WhatsApp ganha modo de alta segurança pensado para figuras públicas

O WhatsApp anunciou hoje a inclusão do recurso Configurações rigorosas da conta (Strict account settings), uma proteção extrema para usuários que podem ser alvos de ataques cibernéticos “sofisticados”, segundo a Meta. Ele também bloqueia anexos e mídias de contatos desconhecidos, silencia chamadas e restringe outras configurações relacionadas a números não registrados pelo usuário.

A ferramenta é pensada para pessoas publicamente expostas, como políticos e jornalistas, e não será liberada para todos os usuários. O recurso chegou a ser testado nas versões beta do aplicativo, devendo ser lançado em definitivo ao longo das próximas semanas, segundo a Meta.

Divulgação/WhatsApp

A novidade, é claro, lembra o recurso Modo de Isolamento (Lockdown Mode) dos sistemas operacionais da Apple, que adiciona uma camada extra de proteção na qual aplicativos, sites e recursos ficam limitados por segurança e algumas “experiências” tornam-se indisponíveis. Assim como o recurso do WhatsApp, ele deve ser usado apenas por quem suspeita estar sendo alvo de algum ataque cibernético.

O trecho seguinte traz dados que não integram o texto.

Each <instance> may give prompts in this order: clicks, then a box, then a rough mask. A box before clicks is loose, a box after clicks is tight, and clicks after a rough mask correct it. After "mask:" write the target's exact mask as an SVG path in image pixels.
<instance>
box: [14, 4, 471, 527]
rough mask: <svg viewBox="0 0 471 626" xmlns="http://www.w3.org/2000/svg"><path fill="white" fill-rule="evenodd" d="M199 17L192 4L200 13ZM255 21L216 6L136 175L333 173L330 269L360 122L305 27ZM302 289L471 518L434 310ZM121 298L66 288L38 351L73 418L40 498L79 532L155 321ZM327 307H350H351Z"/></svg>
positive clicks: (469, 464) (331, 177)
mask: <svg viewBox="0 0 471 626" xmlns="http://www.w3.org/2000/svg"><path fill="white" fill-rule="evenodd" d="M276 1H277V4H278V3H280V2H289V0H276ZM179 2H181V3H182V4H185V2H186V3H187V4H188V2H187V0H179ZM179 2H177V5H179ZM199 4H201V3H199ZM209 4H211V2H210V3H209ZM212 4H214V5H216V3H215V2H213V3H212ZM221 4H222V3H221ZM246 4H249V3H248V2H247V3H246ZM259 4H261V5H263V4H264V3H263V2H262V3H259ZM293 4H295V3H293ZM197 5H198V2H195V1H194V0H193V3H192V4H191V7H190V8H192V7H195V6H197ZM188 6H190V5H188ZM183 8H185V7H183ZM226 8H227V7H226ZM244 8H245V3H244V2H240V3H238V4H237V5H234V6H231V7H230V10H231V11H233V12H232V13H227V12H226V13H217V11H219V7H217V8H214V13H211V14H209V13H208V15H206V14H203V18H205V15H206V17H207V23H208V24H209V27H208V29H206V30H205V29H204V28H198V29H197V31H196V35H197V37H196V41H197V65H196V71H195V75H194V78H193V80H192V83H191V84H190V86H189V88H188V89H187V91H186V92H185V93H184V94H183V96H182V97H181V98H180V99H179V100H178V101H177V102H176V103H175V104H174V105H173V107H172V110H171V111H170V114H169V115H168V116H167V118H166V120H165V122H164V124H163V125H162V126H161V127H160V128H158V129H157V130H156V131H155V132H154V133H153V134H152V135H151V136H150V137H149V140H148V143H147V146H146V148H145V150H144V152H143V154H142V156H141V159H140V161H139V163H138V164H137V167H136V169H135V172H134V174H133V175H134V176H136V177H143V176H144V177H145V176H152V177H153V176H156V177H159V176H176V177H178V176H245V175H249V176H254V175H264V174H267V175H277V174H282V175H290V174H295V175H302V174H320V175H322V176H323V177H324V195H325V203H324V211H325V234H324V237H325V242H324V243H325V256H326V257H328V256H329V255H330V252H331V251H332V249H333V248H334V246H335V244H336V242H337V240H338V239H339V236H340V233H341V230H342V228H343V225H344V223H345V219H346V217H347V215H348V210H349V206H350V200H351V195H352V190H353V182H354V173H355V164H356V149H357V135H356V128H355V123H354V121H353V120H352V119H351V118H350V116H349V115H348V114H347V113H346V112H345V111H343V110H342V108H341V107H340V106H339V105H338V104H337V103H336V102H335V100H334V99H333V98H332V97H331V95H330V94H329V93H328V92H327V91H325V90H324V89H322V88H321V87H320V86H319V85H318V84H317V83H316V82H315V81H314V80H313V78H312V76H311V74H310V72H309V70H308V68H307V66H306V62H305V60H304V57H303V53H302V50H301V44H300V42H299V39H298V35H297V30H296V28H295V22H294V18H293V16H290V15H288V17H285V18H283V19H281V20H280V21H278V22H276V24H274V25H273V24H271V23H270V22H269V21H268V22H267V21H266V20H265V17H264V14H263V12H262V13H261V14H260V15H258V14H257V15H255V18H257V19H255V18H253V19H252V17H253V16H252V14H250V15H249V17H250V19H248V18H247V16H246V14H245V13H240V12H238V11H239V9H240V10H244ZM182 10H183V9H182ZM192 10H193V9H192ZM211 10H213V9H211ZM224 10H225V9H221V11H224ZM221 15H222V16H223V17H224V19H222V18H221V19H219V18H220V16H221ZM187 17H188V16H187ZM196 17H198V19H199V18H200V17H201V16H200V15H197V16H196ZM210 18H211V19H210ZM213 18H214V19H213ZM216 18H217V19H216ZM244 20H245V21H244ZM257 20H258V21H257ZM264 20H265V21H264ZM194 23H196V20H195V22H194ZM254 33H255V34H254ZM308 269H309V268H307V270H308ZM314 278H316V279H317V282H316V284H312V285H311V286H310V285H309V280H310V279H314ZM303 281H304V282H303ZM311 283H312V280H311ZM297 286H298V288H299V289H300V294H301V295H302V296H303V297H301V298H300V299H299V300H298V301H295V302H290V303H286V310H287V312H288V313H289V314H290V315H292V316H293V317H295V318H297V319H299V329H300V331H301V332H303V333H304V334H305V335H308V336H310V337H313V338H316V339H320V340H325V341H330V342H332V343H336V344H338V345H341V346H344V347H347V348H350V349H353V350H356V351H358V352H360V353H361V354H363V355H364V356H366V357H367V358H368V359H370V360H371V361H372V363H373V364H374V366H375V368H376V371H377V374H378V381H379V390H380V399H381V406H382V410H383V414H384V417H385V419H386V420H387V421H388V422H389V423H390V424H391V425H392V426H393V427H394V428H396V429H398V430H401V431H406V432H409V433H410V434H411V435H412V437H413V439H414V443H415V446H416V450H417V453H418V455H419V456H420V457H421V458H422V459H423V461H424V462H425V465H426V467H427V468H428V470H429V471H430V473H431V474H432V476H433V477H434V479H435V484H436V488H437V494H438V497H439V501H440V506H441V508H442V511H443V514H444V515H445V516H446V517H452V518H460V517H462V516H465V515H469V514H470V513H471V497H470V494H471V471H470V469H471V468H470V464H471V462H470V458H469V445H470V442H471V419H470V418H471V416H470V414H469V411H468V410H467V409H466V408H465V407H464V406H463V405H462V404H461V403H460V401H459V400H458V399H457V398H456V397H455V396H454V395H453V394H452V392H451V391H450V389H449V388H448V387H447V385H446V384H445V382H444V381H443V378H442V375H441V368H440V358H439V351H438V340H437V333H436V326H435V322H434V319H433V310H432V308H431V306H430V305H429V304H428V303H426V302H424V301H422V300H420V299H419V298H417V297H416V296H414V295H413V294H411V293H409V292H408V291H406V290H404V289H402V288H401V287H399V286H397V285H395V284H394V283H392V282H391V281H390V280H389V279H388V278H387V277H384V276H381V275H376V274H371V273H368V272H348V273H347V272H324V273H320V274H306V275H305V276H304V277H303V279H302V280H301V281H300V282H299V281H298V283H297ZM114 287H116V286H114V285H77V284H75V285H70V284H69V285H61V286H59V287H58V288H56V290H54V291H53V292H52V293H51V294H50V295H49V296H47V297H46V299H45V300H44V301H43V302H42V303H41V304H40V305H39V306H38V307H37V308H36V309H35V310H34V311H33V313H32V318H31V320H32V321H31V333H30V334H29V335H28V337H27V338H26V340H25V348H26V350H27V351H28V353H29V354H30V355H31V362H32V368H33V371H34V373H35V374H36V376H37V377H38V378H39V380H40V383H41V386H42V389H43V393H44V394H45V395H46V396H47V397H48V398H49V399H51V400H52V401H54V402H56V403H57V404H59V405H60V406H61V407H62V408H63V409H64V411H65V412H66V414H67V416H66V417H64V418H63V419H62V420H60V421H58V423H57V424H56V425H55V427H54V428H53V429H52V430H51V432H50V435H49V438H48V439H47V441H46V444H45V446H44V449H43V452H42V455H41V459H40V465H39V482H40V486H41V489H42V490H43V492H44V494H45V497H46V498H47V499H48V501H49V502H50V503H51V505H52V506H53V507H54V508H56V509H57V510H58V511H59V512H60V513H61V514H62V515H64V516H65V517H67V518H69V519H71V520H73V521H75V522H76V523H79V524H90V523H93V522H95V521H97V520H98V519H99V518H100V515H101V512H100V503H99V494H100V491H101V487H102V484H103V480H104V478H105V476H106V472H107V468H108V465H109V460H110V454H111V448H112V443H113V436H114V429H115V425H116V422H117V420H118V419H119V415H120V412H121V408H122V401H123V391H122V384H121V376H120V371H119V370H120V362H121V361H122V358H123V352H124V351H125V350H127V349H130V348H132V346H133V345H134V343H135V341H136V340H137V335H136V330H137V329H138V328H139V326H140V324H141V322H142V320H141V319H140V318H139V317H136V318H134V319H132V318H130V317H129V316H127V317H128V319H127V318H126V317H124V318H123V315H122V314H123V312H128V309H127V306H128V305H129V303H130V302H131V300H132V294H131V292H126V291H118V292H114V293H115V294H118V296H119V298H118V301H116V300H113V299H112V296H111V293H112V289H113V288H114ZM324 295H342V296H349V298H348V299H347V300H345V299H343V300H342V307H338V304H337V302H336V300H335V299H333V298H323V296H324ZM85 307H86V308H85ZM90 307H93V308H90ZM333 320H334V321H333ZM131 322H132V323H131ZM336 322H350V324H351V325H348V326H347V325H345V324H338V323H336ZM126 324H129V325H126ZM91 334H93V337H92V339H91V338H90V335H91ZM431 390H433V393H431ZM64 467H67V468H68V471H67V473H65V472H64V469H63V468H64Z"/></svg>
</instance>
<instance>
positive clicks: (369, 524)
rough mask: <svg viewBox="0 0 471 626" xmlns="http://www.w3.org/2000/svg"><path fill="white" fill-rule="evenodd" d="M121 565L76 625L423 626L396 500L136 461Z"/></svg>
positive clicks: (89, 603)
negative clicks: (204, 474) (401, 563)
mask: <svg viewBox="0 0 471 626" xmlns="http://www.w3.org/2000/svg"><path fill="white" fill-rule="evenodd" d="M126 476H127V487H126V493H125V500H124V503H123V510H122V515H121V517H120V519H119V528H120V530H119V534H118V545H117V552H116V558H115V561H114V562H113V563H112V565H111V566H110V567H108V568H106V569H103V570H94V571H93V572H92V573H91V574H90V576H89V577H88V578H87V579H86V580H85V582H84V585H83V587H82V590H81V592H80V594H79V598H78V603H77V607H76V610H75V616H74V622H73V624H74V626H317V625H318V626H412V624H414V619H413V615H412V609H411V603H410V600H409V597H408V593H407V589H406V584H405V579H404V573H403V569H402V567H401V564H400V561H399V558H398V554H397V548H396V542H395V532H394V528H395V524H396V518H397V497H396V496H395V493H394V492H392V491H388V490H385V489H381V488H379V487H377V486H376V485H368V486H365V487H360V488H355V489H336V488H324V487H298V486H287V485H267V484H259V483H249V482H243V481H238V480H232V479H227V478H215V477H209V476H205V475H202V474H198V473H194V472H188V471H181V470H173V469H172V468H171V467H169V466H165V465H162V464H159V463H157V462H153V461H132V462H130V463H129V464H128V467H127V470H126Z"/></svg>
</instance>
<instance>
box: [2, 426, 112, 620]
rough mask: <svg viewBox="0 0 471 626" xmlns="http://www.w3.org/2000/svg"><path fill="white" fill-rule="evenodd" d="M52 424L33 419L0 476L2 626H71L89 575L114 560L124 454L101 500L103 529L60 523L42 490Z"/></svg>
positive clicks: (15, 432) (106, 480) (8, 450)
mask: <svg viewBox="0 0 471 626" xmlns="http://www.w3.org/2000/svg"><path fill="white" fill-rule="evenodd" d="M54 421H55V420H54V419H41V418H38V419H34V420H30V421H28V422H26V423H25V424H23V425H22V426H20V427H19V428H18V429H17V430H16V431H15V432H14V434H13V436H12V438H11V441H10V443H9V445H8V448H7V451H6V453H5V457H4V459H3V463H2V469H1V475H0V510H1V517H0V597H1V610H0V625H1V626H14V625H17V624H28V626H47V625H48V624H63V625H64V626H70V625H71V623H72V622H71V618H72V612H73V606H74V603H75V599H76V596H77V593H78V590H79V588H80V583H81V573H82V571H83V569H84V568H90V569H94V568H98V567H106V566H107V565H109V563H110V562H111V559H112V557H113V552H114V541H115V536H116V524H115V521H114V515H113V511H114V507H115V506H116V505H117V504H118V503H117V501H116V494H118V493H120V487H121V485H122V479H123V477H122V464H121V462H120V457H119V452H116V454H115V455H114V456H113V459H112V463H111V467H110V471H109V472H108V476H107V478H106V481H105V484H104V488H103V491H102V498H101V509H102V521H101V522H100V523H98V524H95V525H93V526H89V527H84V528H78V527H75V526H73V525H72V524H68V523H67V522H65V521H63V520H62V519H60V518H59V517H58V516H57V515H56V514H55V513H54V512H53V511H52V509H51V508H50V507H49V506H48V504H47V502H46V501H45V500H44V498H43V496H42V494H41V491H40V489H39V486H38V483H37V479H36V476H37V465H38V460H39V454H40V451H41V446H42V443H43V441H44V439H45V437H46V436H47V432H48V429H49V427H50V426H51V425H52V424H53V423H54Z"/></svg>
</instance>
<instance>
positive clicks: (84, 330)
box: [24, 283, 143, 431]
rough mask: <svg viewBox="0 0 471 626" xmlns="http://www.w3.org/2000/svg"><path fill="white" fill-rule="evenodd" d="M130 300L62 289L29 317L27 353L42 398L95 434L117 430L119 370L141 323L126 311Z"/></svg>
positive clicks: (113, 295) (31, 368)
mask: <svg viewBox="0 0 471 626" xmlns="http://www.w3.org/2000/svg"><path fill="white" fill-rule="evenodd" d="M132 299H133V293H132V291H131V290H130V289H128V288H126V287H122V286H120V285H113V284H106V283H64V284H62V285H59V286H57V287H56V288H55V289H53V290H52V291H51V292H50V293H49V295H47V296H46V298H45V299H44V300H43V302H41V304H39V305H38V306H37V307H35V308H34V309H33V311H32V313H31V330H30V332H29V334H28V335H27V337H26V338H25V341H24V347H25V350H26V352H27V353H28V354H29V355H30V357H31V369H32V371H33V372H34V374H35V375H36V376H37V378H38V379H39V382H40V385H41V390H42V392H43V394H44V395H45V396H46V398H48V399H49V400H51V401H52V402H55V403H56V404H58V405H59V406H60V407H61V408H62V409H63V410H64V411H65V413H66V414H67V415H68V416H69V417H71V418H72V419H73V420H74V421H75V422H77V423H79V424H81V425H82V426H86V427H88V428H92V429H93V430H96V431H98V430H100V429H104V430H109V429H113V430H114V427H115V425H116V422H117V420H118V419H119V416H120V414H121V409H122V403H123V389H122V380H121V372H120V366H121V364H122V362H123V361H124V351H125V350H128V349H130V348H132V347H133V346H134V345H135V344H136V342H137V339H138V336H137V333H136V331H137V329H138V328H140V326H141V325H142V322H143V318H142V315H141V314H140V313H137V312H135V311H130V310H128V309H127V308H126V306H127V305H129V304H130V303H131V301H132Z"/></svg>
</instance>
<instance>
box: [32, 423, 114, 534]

Quando as Configurações rigorosas da conta estão habilitadas, ativam-se automaticamente as opções de segurança mais avançadas — sem necessidade de configurações adicionais — com medidas que incluem a desativação de prévias dos links (evitando que sites de terceiros identifiquem o endereço IP do usuário), o silenciamento de chamadas de números desconhecidos (para reduzir o risco de ataques) e a implementação de restrições para convites de grupos, permitindo que apenas contatos salvos possam adicionar o usuário.

O mensageiro também passa a forçar a verificação em duas etapas e limitar a visibilidade do perfil a apenas os contatos, bem como rotear as chamadas pelos seus servidores, dificultando a identificação da localização do usuário.

Além disso, o WhatsApp anunciou a adoção da linguagem de programação Rust, visando melhorar a biblioteca de manipulação de mídia do aplicativo e reforçar a proteção contra malwares ocultos em arquivos aparentemente inofensivos. A mudança foi destrinchada no blog de engenharia da Meta.